Arthur Anderson and Orson Welles in the 1937 production of Caesar.
The New York Public Theater production of Julius Caesar with a President Donald Trump lookalike in the lead role has prompted two major corporate sponsors to pull their support.
Noting the violent assassination scene, Delta Air Lines terminated its four-year-old sponsorship of Public Theater, while Bank of America, an 11-year backer, withdrew its sponsorship of the controversial play, but not of the nonprofit theater company. (It is worth noting Delta backed Public Theater when their 2012 production of Julius Caesar featured a Barack Obama-inspired lead.)
The current Central Park production and resulting controversy prompted Esquire, Vox, Slate and many other news outlets to recall Orson Welles’ production with the Mercury Theatre. His then innovative modern-dress version drew inspiration from fascist Italy and Nazi Germany.
The Atlantic cited an 80-year old review in The Nation that described Welles’s Caesar as “the most vivid production of Shakespeare seen in New York in this generation.”
The New York Journal opined at the time, “It would have been a fascinating experiment even if it had failed.

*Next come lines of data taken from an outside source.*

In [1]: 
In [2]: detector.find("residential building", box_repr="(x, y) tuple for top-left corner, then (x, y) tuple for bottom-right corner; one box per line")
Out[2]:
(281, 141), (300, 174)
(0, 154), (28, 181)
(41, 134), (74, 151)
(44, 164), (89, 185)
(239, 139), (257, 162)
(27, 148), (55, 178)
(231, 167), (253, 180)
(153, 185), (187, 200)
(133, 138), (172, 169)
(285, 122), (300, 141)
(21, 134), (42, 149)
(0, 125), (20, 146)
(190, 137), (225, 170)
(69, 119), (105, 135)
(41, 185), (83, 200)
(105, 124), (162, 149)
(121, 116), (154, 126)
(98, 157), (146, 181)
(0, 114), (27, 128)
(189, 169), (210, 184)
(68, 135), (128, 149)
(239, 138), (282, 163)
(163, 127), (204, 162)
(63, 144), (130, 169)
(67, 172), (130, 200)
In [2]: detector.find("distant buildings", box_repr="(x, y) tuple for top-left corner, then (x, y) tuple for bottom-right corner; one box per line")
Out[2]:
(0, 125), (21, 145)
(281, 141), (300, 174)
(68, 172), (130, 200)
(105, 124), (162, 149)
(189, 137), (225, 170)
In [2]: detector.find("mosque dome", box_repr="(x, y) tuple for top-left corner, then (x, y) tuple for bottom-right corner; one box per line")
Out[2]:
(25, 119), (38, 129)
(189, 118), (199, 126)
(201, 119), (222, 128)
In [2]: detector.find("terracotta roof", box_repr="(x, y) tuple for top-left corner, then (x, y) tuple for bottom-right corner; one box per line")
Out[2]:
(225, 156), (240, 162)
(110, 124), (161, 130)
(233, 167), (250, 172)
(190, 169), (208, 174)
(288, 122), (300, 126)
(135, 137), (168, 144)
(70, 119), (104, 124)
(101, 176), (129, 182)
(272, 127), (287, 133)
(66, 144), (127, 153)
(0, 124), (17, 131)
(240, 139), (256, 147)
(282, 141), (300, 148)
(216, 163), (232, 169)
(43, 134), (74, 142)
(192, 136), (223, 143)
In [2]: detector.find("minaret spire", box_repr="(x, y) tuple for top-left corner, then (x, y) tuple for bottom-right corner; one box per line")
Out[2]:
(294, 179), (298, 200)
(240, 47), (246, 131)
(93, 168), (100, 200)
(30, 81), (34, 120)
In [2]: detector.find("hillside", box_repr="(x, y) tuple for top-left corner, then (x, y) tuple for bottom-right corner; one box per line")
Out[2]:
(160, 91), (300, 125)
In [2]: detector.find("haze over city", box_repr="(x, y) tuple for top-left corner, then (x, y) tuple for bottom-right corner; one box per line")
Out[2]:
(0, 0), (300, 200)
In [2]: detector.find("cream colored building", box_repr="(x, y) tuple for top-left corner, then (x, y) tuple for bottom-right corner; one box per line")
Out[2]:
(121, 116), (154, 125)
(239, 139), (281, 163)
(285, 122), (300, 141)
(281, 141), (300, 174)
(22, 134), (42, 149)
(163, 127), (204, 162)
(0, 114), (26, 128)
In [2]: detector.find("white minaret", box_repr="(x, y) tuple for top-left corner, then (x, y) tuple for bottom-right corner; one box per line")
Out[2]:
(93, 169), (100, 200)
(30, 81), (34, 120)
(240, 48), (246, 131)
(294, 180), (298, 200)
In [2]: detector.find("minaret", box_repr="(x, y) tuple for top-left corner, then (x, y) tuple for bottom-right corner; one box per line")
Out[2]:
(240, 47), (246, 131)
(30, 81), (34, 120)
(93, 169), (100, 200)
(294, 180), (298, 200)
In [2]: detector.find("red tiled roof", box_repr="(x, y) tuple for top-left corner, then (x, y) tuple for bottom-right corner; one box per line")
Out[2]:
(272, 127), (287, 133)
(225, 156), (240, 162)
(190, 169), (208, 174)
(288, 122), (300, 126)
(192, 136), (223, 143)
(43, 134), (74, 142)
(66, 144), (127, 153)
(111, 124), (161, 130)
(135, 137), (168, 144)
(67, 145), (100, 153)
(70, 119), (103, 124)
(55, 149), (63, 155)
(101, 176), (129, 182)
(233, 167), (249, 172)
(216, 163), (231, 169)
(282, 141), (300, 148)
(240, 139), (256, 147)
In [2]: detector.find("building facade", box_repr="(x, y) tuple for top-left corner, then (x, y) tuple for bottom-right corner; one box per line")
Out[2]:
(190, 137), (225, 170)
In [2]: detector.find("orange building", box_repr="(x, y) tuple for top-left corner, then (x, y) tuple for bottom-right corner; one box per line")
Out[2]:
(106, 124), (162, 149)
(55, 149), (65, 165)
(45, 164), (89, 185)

That it succeeds so admirably is enough to blow the hinges off the dictionary.”
Welles’ Caesar, the freshman stage production of the Mercury Theatre, opened on Nov. 11, 1937.
Welles starred as Brutus. Other cast members included Joseph Holland , George Coulouris, Joseph Cotten and Norman Lloyd,
The production inspired the Robert Kaplow’s novel Me and Orson Welles and Richard Linklater’s 2008 film of the same name starring Zac Efron and Christian McKay.